2 <cfset myfile = createObject("java","java.io.File")>
3
4 <!--- get our required things loaded --->
5 <cfset extractorFactory = loader.create("org.apache.poi.extractor.ExtractorFactory")>
6
7 <!--- get files --->
8 <cfset filePath = expandPath("./testdocs")>
9 <cfdirectory action="list" name="files" directory="#filePath#" filter="*.doc*|*.ppt*|*.xls*">
10
11 <cfloop query="files">
12 <cfset theFile = filePath & "/" & name>
13 <cfset myfile.init(theFile)>
14
15
16 <cfoutput>Reading: #theFile#<br/></cfoutput>
17
18 <cfset extractor = extractorFactory.createExtractor(myFile)>
19 <cfoutput><pre>#extractor.getText()#</pre></cfoutput>
20
21 <p><hr/></p>
22
23 </cfloop>
1 <cfset extractor = extractorFactory.createExtractor(myFile)>
The factory takes care of all the sniffing and ensuring the right extractor is returned.
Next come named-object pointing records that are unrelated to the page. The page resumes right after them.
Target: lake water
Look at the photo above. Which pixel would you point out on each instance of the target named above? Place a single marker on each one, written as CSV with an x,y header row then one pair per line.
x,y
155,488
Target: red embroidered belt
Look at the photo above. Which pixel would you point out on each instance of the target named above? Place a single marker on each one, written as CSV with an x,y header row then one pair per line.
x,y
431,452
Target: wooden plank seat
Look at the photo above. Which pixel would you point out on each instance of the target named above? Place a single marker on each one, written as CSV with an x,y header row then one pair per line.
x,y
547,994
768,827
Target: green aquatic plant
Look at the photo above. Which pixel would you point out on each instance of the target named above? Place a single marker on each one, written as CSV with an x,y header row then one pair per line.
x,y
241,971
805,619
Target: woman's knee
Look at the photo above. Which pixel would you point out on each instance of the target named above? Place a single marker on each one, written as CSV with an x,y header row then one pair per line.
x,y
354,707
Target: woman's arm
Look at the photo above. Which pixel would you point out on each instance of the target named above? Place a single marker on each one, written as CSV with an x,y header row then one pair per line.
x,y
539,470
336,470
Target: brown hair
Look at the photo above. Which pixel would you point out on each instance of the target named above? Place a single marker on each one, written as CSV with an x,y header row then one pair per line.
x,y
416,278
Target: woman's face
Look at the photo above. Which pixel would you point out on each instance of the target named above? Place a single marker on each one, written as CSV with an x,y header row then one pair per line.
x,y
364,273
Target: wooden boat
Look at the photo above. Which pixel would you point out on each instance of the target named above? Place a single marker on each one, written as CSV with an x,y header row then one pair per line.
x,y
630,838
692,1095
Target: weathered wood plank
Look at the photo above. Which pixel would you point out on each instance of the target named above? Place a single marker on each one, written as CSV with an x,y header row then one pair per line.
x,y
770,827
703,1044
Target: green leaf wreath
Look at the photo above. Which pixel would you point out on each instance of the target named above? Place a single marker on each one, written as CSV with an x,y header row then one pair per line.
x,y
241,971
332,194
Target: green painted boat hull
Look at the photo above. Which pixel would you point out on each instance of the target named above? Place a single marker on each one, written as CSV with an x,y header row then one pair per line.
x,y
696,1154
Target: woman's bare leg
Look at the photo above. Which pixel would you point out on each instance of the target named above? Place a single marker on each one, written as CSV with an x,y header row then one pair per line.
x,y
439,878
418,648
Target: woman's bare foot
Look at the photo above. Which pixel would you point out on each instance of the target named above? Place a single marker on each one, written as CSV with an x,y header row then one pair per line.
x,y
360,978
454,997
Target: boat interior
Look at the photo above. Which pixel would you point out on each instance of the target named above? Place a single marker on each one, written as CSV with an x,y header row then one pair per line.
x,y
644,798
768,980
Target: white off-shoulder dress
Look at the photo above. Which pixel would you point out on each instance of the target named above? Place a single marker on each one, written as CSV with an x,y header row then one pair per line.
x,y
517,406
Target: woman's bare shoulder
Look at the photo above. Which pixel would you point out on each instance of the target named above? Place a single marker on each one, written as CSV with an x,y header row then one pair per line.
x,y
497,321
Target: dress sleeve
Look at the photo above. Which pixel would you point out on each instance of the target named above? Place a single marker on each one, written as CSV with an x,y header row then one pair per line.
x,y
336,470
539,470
I then just run getText() and we're done. Simpler than a debate with Lindsey Lohan!
I've attached the code to the blog entry. Later today I'll talk about how to get at some of the metadata for Office documents. (Note, the attached zip does not have the jars from POI 3.5, they were a bit too big.)


Comment 1 written by Andrius on 8 July 2009, at 5:56 AM
However, you could save the javaloader into the server scope and use it from there to avoid memory leaks (please refer to readme.txt within the javaloader folder).
There is a known memory leak issue when using a java.net.URLClassLoader to load external jar files. Please find more info here: http://www.compoundtheory.com/?action=displayPost&...
Comment 2 written by Andrew Duvall on 1 October 2009, at 3:04 PM
I am using the now release final poi-3.5-final.zip file and now have a total of 7 jar files (16.7 MB)
\jars2\lib\commons-logging-1.1.jar
\jars2\lib\junit-3.8.1.jar
\jars2\lib\log4j-1.2.13.jar
\jars2\ooxml-lib\dom4j-1.6.1.jar
\jars2\ooxml-lib\geronimo-stax-api_1.0_spec-1.0.jar
\jars2\ooxml-lib\ooxml-schemas-1.0.jar
\jars2\ooxml-lib\xmlbeans-2.3.0.jar
Question: is that all i need from the zip file?
Issue: I get Error Occurred While Processing Request
org.apache.poi.extractor.ExtractorFactory
The error occurred in C:\Dev\libs\contactsImporter\javaloader\JavaLoader.cfc: line 94
92 : <cfargument name="className" hint="The name of the class to create" type="string" required="Yes">
93 : <cfscript>
94 : var class = getURLClassLoader().loadClass(arguments.className);
95 :
96 : return createJavaProxy(class);
Comment 3 written by Andrew Duvall on 1 October 2009, at 4:54 PM
I didn't know where to find the FINAL versions jar files, but used the missing jars from beta6 found here:
http://www.jarvana.com/jarvana/browse?path=/org/ap...
folders:
4. poi
5. poi_contrib
6. poi_ooxml
7. poi-scratchpad
It seems like the POI project is using POM files; not sure if that is why certains JAR files are gone? not sure what POM files are used for either :)
Anyway, I don't doubt I'll be schooled here; but this is what I did to get my app working for now.
Comment 4 written by Raymond Camden on 1 October 2009, at 4:56 PM
Comment 5 written by Don on 18 February 2010, at 2:24 PM
See, my problem is that I have THOUSANDS of RTF files on a server. The server is dieing so we moved the application to a new server. Now we have to read/edit the rtf files somehow. Previously it was done by simply using cfcontent. This opened Word and they did their thing. That doesn't work now since the files are on 1 server and the application on another. The app server does not have office at all on it.
Fun fun fun.
And now "for security" they want to put these files in an Oracle db. I can do that, but getting them out in an editable format is kicking my butt.